How old are they? The striped one is a Barred Rock.


----------



## cogburn (Jul 16, 2012)

The "Rock" looks like it may have feathered feet.. Does it? Also age? Are they all the same age? Looking at combs and wattles at this age, as well as tail feathers are the deciding factors in sexing chix.. And on the roost it's hard to tell breed, you really go by color only.. Which sometimes is enough, but "action" pix, (walking, scratching, pecking) help in determining gender/breed.


----------



## cogburn (Jul 16, 2012)

Goin by these pics, I'd say 2 cockerels.. The rock and the first pic white chick.


----------



## sarahjanelutz (Jul 23, 2012)

They are approximately12 weeks. Yes I thought it was a Bard and it does have feathered feet. The white one you think is a male and this one seem to spend a lot of time giving each other the stink eye and dancing about. I know I can't keep two roosters. Which one would you nix?


----------



## sarahjanelutz (Jul 23, 2012)

Approximately 12 weeks.


----------



## Jeremysbrinkman (Jul 12, 2012)

Looks like the one on the ground is a black copper maran


----------



## cogburn (Jul 16, 2012)

The Barred Plymouth Rock w feathered feet will be a Cochin small Banty Rooster.. If the white one is full size then advantage goes to white, he will kick the Bantys butt early and often. If your pullets are full size keep full size rooster, if they are Bantys keep Banty rooster. That's my opinion.


----------



## BuckeyeChickens (Jul 11, 2012)

looks like a "mixed breed flock" to me!!!


----------



## sarahjanelutz (Jul 23, 2012)

You are probably right. How will that effect the egg laying?


----------



## BuckeyeChickens (Jul 11, 2012)

sarahjanelutz said:


> You are probably right. How will that effect the egg laying?

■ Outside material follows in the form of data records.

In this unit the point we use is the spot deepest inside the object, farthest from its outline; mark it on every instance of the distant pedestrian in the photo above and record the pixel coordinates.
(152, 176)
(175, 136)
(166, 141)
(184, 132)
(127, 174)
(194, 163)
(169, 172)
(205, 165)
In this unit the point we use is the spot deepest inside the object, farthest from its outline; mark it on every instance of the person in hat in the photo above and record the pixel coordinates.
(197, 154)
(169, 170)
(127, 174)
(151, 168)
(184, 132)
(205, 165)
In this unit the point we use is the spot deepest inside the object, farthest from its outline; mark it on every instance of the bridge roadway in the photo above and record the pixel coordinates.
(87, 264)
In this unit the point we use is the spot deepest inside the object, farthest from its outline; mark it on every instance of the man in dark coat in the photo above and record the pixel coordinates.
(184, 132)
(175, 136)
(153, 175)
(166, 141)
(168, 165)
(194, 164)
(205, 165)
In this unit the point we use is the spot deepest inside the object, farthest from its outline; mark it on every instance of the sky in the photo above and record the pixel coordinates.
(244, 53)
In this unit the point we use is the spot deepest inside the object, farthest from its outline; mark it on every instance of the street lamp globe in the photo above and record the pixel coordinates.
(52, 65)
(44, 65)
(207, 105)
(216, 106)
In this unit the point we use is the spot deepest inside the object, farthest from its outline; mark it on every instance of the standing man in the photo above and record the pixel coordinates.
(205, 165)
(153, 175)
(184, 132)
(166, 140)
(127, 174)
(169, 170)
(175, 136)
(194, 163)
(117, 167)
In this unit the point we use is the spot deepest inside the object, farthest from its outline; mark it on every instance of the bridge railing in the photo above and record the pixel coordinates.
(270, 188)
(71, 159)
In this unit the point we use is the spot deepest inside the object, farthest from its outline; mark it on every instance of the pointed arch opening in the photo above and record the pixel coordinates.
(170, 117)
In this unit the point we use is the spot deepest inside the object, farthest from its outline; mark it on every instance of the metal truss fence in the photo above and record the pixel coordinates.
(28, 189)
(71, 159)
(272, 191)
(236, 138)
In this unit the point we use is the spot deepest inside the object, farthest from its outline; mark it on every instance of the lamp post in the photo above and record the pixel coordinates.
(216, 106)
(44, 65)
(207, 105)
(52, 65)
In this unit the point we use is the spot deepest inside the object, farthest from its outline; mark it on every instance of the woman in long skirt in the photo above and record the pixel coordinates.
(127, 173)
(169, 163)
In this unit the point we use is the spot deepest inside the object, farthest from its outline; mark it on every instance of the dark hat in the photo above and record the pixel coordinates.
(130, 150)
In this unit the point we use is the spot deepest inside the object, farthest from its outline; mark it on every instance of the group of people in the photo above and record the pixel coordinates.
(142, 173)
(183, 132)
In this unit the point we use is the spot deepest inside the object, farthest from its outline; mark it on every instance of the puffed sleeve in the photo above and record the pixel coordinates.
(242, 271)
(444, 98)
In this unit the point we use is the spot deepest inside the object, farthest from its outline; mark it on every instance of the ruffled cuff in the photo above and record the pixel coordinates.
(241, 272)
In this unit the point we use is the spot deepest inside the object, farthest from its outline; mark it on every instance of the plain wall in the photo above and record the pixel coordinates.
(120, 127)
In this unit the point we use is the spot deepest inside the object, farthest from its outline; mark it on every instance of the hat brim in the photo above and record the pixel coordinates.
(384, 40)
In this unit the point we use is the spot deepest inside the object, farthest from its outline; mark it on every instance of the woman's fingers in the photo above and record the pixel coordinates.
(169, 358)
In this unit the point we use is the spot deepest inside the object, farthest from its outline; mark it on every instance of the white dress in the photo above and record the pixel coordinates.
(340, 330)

Many "mixed breeds" turn out to be be very good layers provided the crosses were good layers to begin with! Red-Stars, Golden Comets and a host of other "Sex-link" chickens are nothing more than crosses or "mixed breeds" and tend to be outstanding layers!


----------



## sarahjanelutz (Jul 23, 2012)

Now that I have done some checking I think you are right for three and wrong for the other three. But I am not sure a Ohio Buckeye and an Oregon Duck will ever see eye to eye :>)


----------